Fighting between Jaxon and Indie was hardly news. The two could barely be in the same room without something going awfully wrong. Sometimes it was something as little as the way Indie looked at their dad that would start it off. Fin didn’t understand why.. but sometimes it almost seemed like Indie wanted to have a fight. Sometimes it was like he was picking away at a scab until it made Jaxon bleed out all these horrible words.

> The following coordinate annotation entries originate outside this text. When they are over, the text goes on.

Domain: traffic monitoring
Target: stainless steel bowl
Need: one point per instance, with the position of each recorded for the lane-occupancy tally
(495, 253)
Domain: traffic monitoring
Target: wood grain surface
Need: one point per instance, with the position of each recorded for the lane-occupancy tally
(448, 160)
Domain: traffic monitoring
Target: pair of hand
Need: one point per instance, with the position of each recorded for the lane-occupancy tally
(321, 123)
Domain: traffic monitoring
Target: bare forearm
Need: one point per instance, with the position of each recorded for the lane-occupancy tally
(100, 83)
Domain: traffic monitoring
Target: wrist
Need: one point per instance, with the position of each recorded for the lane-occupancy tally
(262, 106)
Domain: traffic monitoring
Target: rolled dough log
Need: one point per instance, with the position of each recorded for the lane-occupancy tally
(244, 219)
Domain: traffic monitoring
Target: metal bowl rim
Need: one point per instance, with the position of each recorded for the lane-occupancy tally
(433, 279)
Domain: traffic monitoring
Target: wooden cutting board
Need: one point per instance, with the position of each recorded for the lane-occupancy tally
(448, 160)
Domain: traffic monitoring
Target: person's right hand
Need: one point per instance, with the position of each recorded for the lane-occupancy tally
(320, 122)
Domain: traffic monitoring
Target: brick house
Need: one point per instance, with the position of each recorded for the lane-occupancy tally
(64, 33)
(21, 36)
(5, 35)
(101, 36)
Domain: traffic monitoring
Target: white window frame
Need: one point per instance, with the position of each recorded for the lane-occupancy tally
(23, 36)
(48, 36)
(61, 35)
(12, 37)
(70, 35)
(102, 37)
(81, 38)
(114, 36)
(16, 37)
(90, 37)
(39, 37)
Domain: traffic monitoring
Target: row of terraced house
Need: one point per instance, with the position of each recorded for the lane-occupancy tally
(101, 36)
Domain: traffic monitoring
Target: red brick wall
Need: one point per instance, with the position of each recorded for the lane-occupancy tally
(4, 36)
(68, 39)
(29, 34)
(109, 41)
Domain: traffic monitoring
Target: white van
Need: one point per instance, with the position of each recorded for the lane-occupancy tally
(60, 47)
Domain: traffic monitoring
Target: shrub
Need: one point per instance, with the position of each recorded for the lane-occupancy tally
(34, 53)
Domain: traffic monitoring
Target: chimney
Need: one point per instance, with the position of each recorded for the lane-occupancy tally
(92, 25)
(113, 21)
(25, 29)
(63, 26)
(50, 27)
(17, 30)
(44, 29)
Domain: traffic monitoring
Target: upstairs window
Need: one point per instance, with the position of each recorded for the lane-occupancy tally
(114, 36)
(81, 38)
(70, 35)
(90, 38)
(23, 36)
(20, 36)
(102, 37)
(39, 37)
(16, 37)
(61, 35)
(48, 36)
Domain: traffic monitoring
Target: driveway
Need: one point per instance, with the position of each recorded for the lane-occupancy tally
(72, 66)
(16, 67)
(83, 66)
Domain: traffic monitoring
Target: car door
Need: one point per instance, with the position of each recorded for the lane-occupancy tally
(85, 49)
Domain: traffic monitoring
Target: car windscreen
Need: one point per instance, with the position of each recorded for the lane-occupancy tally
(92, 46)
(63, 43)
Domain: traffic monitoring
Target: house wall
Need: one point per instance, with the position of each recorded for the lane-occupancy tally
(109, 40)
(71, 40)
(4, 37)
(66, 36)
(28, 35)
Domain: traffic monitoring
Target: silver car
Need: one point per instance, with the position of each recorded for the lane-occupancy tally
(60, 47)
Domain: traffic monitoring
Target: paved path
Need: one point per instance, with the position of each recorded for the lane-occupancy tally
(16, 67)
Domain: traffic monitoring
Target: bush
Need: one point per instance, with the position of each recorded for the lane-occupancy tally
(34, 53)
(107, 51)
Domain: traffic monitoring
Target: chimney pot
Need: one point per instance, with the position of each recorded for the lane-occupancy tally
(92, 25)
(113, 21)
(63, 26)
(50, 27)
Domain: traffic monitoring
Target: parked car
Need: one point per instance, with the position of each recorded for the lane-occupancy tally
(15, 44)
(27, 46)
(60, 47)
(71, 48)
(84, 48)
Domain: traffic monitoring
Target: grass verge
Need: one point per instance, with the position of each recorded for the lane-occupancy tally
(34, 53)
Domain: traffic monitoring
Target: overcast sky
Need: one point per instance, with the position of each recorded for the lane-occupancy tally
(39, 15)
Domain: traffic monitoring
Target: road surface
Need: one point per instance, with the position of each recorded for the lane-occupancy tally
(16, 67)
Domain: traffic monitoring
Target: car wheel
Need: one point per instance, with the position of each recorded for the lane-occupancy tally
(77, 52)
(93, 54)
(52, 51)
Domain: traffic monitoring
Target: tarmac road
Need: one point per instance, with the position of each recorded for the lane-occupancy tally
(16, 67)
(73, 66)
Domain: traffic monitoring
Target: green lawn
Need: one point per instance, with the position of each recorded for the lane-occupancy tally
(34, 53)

Words that again, Fin wasn’t sure about. “Deadbeat”, “drug addict” and “visitation” were words that were thrown around a lot, but no matter how hard he asked after a fight had happened, his brother would never explain what they meant. The fights hadn’t ever really scared him. He’d grown up hearing them after all..but what was hard was when they happened during the rainy seasons. After a fight and when the smoke had cleared, Indie and their dad were forced to stay stuck in their tiny home and cool down on opposite sides of the room.
That was another thing. Fin didn’t understand why Taylor Russell had stairs inside his house. The stairs at the motel were metal and his mom had taught him to always go down them slowly, but never touch the railing because there were dirty germs on them. Fin didn’t understand why Indie didn’t call their mom “mom”. Fin called her “mami” or “mommy” but that was because he was little. That he got. Indie called her Bonita and not even their dad called her that. He’d asked her one day why their brother called her Bonita, and she’d just smiled and said “that’s my name, querido. You’re Infinity. I’m Bonita. But you call me Mami.” It was simple. Mommies had their own names, but dad’s and other people called them by their other fake name. Everyone followed that rule but Indie.
Usually the fights didn’t last too long—a crash of thunder in the dead of night that was followed by cooling rain..but today was different. Indiana had his fists clenched at his sides as he yelled back at their dad, saying words Fin didn’t want to hear, and so he didn’t. He covered his ears with his hands and closed his eyes, trying to detach himself. His mother had gotten up early to collect her food stamps and was headed down to the bodega so she could buy things to make a decent dinner after work. He focused. Hungry. Mami. Quiet. Repeat. He was getting good at this game.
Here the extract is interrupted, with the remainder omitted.